ROCKPORT — Prompted by a judge’s order in the ongoing dispute over the Rockport Harbor Hotel under construction in Rockport Village, the Planning Board once again discussed Jan. 27 whether the new building fits in architecturally with its neighbors and whether it meets parking requirements.

It will vote on these issues Feb. 3 after findings of fact have been generated, but in two straw polls taken Jan. 27, the board voted 4-0 to find the hotel meets the requirements.

The two issues were remanded back to the board by Justice Bruce Mallonee after a group of Rockport residents filed an appeal of the town’s approval of the project.

Representing the appellants, attorney Kristin Collins of PretiFlaherty said the board should put the brakes on the process. She argued the application for the hotel was not ready for this process, saying no new plans reflecting the court order had been submitted to the board. Specifically, she argues a new application should be made reducing the number of hotel rooms from 26 to 20 to meet the town’s new ordinance and the judge’s order that this project conform to that.

Stuart Smith, who is building the hotel along with his son Tyler Smith and wife, Marianne, said at a recent open house at the hotel that his plan to accommodate the town’s limit of 20 rooms is to combine some of the rooms he had originally planned for a 26-room hotel, making them suites.

Collins argued that the Planning Board’s Jan. 26 site walk at the hotel gave it an “awfully unfair advantage over what was in front of the board” in 2020. She said the board was not supposed to make this decision based on new evidence, and the site walk constituted new evidence.

She argued a parking study is needed to determine if the hotel meets those requirements, adding that the appellants had a parking study done that found a 133-space deficit.
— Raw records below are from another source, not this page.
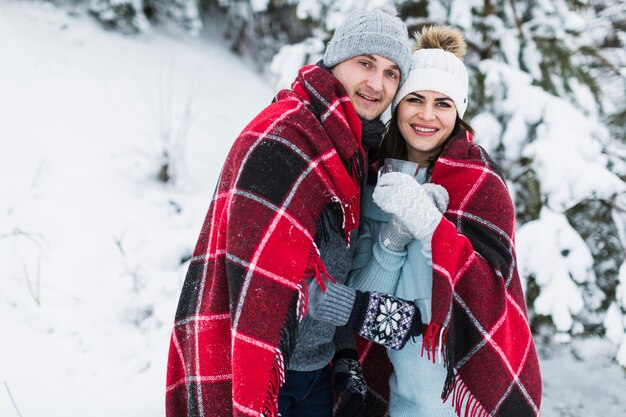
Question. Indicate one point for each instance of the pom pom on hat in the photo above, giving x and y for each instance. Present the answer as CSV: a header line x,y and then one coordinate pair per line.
x,y
437,66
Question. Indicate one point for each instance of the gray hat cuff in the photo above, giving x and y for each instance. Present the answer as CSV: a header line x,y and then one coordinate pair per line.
x,y
367,43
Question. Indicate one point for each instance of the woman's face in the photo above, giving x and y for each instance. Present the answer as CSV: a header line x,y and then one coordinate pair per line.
x,y
425,119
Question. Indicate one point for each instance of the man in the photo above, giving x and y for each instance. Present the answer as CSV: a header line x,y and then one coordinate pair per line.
x,y
286,203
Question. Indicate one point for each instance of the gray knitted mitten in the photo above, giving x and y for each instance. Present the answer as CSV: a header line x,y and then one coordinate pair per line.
x,y
333,305
401,195
395,236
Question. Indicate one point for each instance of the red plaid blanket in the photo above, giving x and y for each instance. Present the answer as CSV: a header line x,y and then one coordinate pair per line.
x,y
242,296
478,310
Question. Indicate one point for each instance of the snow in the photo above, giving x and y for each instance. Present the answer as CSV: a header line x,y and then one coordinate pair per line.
x,y
557,257
93,247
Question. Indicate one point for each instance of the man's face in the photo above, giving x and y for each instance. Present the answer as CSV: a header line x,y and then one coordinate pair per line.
x,y
371,82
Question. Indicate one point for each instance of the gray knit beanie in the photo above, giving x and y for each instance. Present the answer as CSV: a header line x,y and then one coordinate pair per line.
x,y
374,32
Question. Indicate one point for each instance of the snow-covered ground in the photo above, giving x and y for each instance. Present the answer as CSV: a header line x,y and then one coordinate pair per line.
x,y
92,245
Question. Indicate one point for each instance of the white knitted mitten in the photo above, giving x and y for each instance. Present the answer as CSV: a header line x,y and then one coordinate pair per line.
x,y
401,195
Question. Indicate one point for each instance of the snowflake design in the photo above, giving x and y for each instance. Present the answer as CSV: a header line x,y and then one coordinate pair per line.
x,y
388,320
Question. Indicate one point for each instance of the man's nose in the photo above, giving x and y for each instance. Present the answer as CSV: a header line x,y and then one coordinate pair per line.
x,y
375,82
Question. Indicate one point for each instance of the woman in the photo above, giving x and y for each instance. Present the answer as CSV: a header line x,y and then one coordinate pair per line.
x,y
458,268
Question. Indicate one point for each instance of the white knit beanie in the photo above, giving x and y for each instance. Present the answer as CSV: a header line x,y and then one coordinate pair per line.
x,y
375,32
439,71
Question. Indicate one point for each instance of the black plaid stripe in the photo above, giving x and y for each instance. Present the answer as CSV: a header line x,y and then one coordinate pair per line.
x,y
188,303
276,165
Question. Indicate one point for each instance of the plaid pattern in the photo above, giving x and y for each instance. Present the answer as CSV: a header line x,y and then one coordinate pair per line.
x,y
242,297
478,310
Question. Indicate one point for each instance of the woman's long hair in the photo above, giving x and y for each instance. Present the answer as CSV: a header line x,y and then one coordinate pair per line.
x,y
394,146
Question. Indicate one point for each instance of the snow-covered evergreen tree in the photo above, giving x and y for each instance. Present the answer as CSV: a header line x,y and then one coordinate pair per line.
x,y
547,99
134,16
544,110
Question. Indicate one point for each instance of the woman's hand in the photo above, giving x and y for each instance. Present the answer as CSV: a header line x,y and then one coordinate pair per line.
x,y
401,195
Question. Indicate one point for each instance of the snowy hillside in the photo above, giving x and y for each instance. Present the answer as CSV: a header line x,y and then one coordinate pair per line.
x,y
92,245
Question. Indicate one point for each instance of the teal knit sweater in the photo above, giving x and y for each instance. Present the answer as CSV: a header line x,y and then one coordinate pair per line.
x,y
416,383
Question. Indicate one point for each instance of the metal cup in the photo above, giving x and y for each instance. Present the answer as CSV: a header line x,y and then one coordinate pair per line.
x,y
398,165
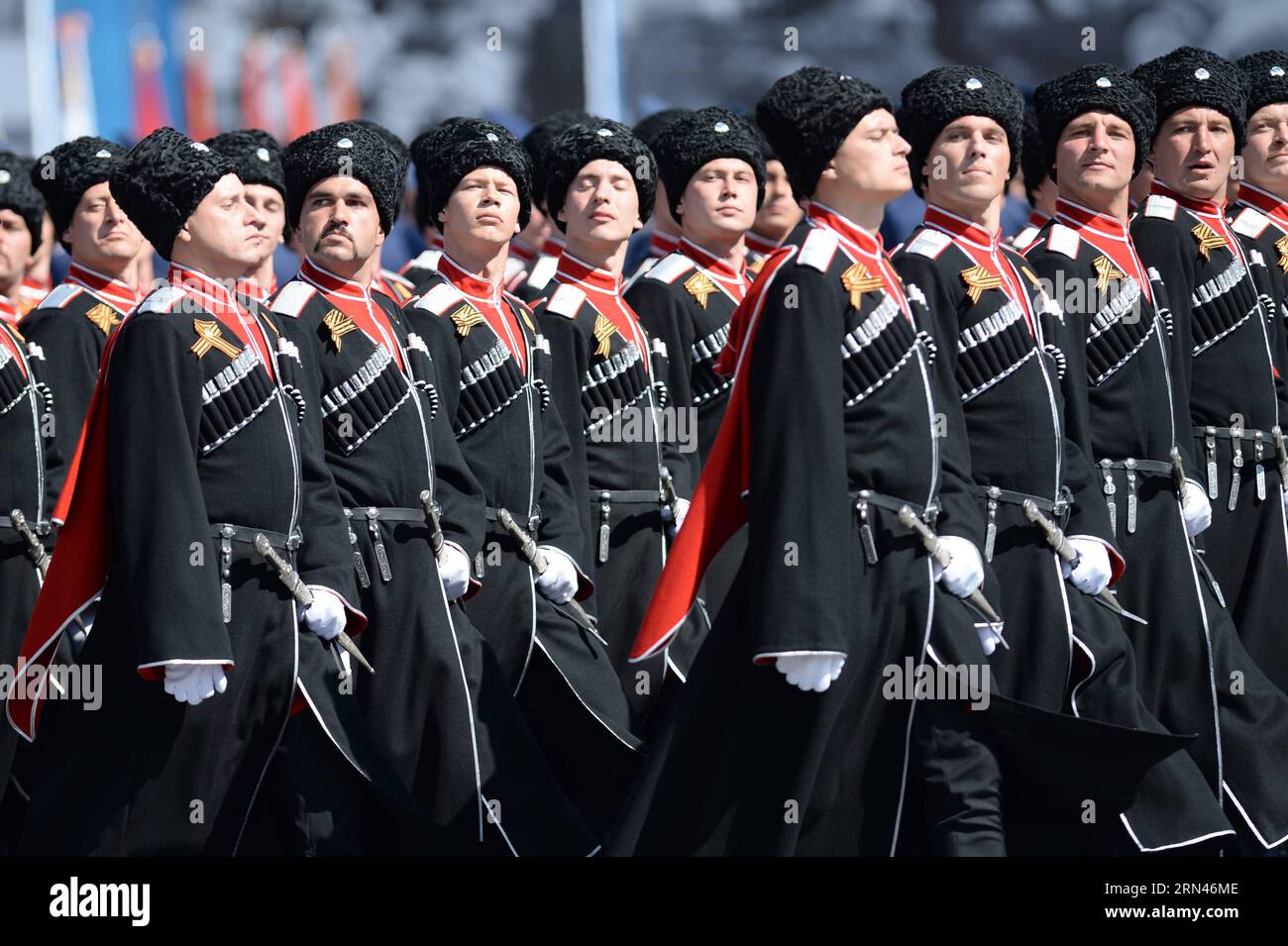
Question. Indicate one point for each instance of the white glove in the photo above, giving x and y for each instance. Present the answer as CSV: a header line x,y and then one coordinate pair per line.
x,y
559,580
191,683
325,617
965,573
454,569
1196,508
1093,575
810,672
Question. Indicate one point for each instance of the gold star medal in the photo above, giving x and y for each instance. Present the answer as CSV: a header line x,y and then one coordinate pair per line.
x,y
104,317
211,336
979,280
465,318
339,325
1209,240
1106,270
604,332
857,279
1282,246
699,286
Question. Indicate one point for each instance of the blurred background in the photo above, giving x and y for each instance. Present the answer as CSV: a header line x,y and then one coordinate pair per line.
x,y
120,68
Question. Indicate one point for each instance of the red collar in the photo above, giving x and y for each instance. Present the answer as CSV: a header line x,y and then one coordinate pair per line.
x,y
554,245
572,269
1266,202
822,215
961,228
520,250
711,263
1082,218
116,292
1192,203
760,245
662,244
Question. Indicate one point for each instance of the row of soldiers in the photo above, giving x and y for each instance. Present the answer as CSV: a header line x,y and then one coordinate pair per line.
x,y
429,564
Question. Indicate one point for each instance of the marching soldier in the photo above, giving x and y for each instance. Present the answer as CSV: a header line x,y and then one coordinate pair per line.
x,y
1038,185
496,377
441,709
715,179
1224,343
609,387
986,310
22,211
207,530
258,158
69,328
1125,412
780,213
818,454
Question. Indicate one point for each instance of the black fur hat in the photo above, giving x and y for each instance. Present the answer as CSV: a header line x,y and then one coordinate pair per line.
x,y
699,137
349,150
257,155
18,194
934,100
610,141
64,172
1265,77
162,179
402,155
1093,89
1035,168
807,115
1189,76
539,137
460,146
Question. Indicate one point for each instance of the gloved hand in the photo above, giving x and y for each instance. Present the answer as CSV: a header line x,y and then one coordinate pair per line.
x,y
810,672
1093,573
191,683
325,617
1196,508
559,581
454,569
965,573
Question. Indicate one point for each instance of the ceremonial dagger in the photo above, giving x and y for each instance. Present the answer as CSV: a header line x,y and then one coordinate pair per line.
x,y
301,593
1057,541
911,520
537,559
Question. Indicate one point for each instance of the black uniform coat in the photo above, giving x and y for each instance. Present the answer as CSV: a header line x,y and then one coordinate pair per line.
x,y
1228,378
1067,654
439,706
68,331
1122,403
748,764
192,431
494,390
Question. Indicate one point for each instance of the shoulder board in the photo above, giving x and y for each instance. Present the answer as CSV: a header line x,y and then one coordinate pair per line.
x,y
163,299
1064,241
1159,205
818,249
566,301
60,296
439,297
928,244
291,297
670,267
428,259
542,270
1250,223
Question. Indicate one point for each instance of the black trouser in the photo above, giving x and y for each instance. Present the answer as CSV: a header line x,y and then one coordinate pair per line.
x,y
310,803
958,783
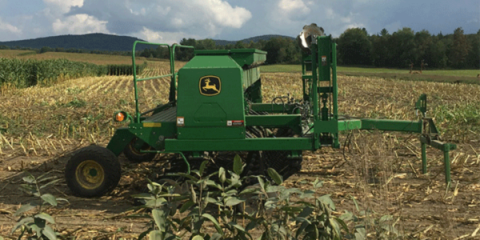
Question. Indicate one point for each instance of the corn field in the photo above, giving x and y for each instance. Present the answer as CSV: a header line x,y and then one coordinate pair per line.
x,y
43,125
27,73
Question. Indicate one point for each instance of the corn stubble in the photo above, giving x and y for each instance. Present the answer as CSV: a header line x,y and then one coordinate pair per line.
x,y
381,171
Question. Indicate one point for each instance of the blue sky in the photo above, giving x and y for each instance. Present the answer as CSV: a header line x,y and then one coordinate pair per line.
x,y
171,20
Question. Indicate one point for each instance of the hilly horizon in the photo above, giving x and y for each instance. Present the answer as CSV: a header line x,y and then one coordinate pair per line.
x,y
104,42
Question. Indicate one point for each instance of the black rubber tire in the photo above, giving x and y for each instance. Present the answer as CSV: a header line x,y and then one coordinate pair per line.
x,y
100,157
135,156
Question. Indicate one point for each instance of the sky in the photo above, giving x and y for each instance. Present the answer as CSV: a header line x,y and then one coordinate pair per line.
x,y
168,21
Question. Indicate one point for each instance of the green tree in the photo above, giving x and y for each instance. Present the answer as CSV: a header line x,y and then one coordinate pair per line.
x,y
354,47
459,49
402,47
423,40
473,58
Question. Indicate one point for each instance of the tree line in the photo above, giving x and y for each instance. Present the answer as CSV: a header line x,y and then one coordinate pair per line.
x,y
356,47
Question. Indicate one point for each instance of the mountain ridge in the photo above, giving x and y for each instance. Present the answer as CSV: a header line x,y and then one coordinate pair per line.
x,y
104,42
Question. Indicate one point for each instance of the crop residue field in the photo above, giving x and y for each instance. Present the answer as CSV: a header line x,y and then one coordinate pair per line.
x,y
382,171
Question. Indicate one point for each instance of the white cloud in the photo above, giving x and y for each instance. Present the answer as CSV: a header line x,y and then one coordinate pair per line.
x,y
62,6
8,27
162,37
294,6
224,14
79,24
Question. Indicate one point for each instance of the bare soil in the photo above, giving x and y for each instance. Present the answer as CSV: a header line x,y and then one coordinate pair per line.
x,y
382,171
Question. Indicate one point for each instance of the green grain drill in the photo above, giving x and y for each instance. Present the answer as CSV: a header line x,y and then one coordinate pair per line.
x,y
215,107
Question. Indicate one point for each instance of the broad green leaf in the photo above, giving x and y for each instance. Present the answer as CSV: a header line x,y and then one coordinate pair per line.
x,y
325,199
30,189
302,227
386,218
155,235
238,227
235,181
146,196
50,199
317,183
41,179
216,236
232,201
62,199
347,216
214,221
49,233
202,167
155,203
221,175
50,183
186,206
275,176
159,218
360,234
262,185
237,165
248,191
144,234
211,183
335,226
22,222
25,208
306,212
45,217
356,204
342,224
194,195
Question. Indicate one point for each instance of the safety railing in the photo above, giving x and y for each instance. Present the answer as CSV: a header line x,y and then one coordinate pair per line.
x,y
172,75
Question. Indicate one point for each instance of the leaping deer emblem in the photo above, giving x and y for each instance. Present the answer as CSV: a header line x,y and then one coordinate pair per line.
x,y
209,87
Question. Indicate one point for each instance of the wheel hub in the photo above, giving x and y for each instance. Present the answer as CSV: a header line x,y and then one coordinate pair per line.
x,y
90,174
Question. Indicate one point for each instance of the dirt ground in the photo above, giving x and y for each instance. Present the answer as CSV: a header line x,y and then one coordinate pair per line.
x,y
422,206
382,171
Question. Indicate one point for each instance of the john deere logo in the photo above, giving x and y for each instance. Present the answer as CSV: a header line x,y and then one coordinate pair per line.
x,y
210,85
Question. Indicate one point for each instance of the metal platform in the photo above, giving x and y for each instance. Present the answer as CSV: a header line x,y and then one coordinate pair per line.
x,y
167,115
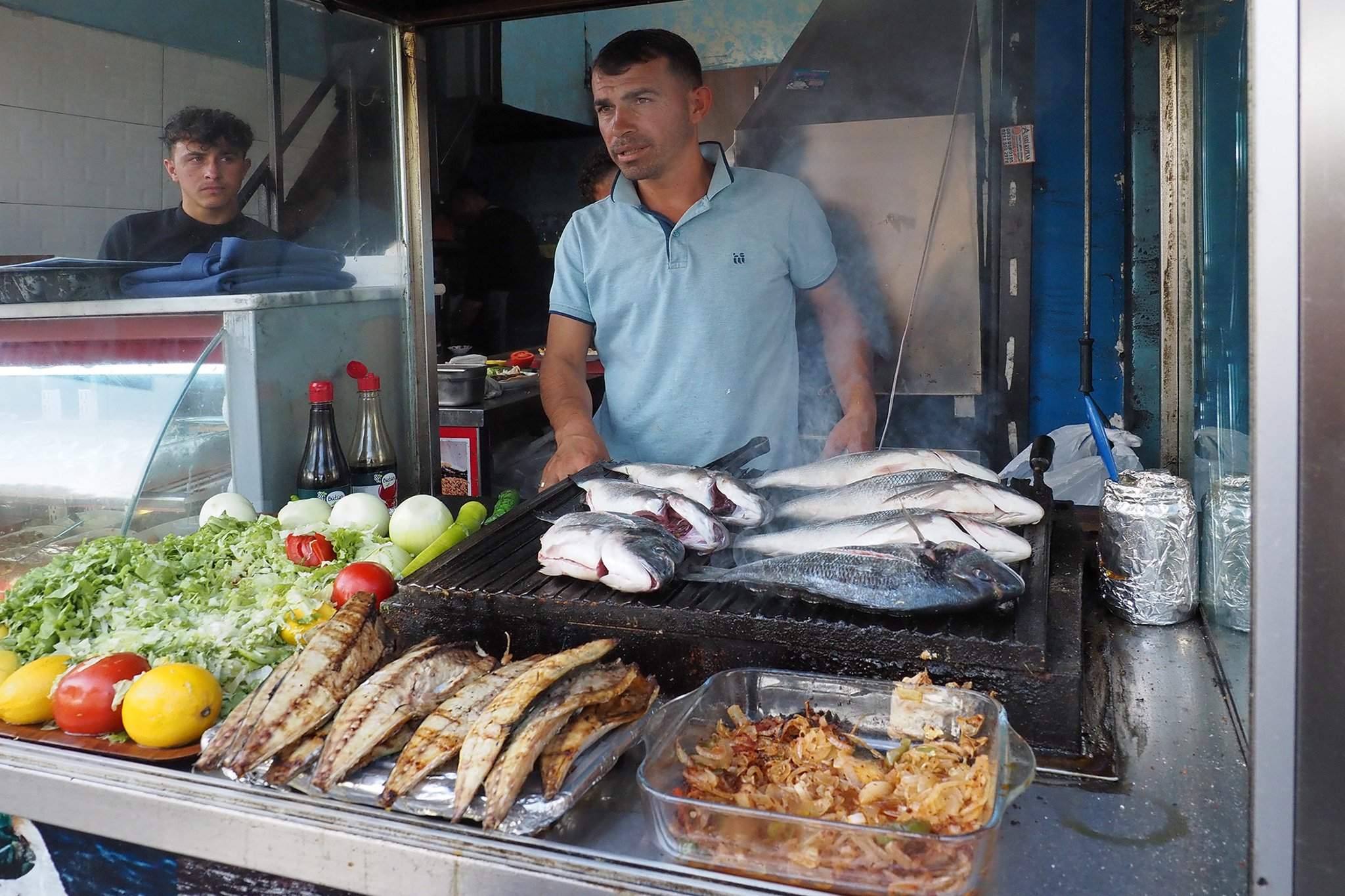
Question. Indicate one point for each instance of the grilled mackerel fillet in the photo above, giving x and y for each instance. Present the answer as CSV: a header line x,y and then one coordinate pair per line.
x,y
440,736
584,688
588,727
407,688
330,667
294,759
233,731
494,725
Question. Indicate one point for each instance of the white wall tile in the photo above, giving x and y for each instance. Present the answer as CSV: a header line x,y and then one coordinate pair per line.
x,y
55,230
69,160
57,66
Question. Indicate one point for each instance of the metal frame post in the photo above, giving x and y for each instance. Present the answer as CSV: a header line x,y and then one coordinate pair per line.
x,y
422,351
1274,206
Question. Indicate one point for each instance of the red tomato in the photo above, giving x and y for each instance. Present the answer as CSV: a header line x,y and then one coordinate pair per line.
x,y
82,699
363,576
309,550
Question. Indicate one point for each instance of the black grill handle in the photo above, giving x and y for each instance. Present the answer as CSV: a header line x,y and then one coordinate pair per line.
x,y
1040,458
735,461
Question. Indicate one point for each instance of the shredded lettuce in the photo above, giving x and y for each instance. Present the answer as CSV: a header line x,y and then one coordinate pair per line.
x,y
215,598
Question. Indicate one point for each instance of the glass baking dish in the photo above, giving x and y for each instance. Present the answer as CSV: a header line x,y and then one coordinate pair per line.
x,y
830,855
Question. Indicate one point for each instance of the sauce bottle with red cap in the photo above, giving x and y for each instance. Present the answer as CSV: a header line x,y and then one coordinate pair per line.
x,y
322,472
373,465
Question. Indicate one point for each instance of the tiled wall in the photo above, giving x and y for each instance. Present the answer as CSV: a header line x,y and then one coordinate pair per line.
x,y
79,117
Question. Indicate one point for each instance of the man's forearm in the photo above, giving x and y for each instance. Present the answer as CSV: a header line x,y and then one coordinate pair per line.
x,y
849,358
567,400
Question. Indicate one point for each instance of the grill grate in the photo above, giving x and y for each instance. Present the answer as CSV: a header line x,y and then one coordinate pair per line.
x,y
1030,654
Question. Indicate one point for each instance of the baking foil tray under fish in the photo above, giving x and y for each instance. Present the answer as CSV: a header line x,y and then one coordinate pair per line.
x,y
530,813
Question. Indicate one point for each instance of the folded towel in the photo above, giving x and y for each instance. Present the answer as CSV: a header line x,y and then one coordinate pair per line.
x,y
242,267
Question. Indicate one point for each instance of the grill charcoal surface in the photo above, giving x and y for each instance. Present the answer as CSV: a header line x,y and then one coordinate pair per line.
x,y
1030,656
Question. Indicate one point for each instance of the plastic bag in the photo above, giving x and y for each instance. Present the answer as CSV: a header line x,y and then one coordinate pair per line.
x,y
1076,471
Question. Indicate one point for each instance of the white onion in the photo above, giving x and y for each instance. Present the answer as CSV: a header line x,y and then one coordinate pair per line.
x,y
228,504
417,522
361,511
304,512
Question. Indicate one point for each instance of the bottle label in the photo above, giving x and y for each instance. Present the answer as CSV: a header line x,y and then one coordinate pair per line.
x,y
330,496
381,482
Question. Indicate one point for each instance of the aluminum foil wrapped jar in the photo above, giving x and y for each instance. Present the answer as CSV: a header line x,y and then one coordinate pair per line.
x,y
1147,558
1227,554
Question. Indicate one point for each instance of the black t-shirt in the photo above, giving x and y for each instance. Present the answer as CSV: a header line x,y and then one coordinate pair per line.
x,y
171,234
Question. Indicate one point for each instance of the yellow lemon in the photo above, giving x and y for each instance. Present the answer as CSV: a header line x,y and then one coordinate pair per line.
x,y
9,664
26,694
171,706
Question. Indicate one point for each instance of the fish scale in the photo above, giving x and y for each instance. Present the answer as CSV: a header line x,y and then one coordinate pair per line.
x,y
902,580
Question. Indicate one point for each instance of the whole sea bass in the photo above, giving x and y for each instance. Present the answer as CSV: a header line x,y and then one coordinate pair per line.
x,y
900,580
891,527
623,553
689,522
845,469
730,499
963,495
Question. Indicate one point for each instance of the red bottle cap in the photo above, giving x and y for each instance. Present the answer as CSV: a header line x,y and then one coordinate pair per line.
x,y
365,382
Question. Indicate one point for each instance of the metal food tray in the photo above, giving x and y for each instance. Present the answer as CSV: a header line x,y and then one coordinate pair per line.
x,y
433,797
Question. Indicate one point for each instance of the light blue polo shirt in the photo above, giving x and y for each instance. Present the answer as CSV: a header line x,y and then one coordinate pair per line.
x,y
694,319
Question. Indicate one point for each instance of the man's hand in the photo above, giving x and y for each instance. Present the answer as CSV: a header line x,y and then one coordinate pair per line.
x,y
573,456
852,433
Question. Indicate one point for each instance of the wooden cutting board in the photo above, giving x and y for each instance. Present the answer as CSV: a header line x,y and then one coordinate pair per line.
x,y
87,743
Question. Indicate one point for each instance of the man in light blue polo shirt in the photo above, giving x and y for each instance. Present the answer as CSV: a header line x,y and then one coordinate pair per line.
x,y
685,277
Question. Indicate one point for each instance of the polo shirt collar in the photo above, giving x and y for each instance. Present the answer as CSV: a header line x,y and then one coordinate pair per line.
x,y
623,190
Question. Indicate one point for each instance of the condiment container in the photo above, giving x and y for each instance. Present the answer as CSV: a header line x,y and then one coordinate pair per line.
x,y
776,847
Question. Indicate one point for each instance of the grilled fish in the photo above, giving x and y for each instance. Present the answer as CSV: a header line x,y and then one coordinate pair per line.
x,y
294,759
623,553
233,731
440,736
491,729
845,469
330,667
730,499
963,495
410,687
588,727
902,580
891,527
689,522
584,688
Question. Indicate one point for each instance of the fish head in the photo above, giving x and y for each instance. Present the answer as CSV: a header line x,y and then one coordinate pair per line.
x,y
694,526
635,562
981,572
739,503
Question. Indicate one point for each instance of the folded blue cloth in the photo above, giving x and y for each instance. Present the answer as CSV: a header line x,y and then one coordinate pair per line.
x,y
242,267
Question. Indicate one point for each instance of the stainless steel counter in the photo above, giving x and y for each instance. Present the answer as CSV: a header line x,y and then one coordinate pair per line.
x,y
1178,824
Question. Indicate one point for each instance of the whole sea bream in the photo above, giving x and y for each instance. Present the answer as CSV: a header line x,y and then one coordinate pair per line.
x,y
900,580
889,527
845,469
689,522
326,671
494,725
441,735
963,495
730,499
623,553
550,711
410,687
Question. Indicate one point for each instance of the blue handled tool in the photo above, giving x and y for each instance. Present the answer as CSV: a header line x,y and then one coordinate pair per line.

She argued the lot behind the buildings did not meet the requirements because it was shared with other entities including Union Hall and Shepherd Block.

Another large portion of the discussion focused on whether the hotel is architecturally harmonious with the surrounding historic village. Collins said the numerous decks on the front of the hotel, the balconies and large windows at the back and the arches and pillars were not congruous with the surrounding buildings.

“This building sticks out like a sore thumb,” she said.

She called for having the developers come back with a new proposal for a 20-room hotel.

“The fact that the hotel has been built and you feel bad for them does not come into play,” she said.

Tyler Smith, representing 20 Central Street, LLC., which is the official name of the company building the hotel, argued the original information and application is more than enough for the board to make its decision on the remand.

He said the balconies had been discussed and considered by the board in 2019 and that there are decks and balconies on 80 percent of the buildings in the neighborhood of the hotel.

Planning Board Vice Chair John Viehman said he does not see how anyone could look at the hotel and not see that it is harmonious with the neighboring structures. He said one of the appellants, an architect across the street, has a balcony on his building.

Planning Board members said the ordinance does not require new buildings to match others exactly. The buildings can be different as long as they fit in using similar materials and colors. One member argued the harmony was evident in the use of brick and granite, which are the dominant materials in the neighboring structures.

Chair Joe Sternowski said the balconies blend in due to the way they are designed.

Other elements of the new hotel that fit the village include the type of roof and the dormers, according to board members.

In looking at the parking issue, the board reviewed decisions made on projects involving the Sandy’s Way parking lot going back to 2008 and 2012. They argued the parking lot is not heavily used currently.

Each of the parties in the dispute — Collins and Tyler Smith — were given 15 minutes to make arguments at the beginning of the meeting. No public comment was allowed.

Town documents attached to the meeting include numerous letters from interested parties concerning the project.

The next step will be for the Planning Board’s attorney to draft findings of fact and the board will take official votes on the matter in a special meeting scheduled for Feb. 3 at 5:30 p.m. The meeting was held online, due to the ongoing pandemic. Check the town website, Rockportmaine.gov, for links to views meetings.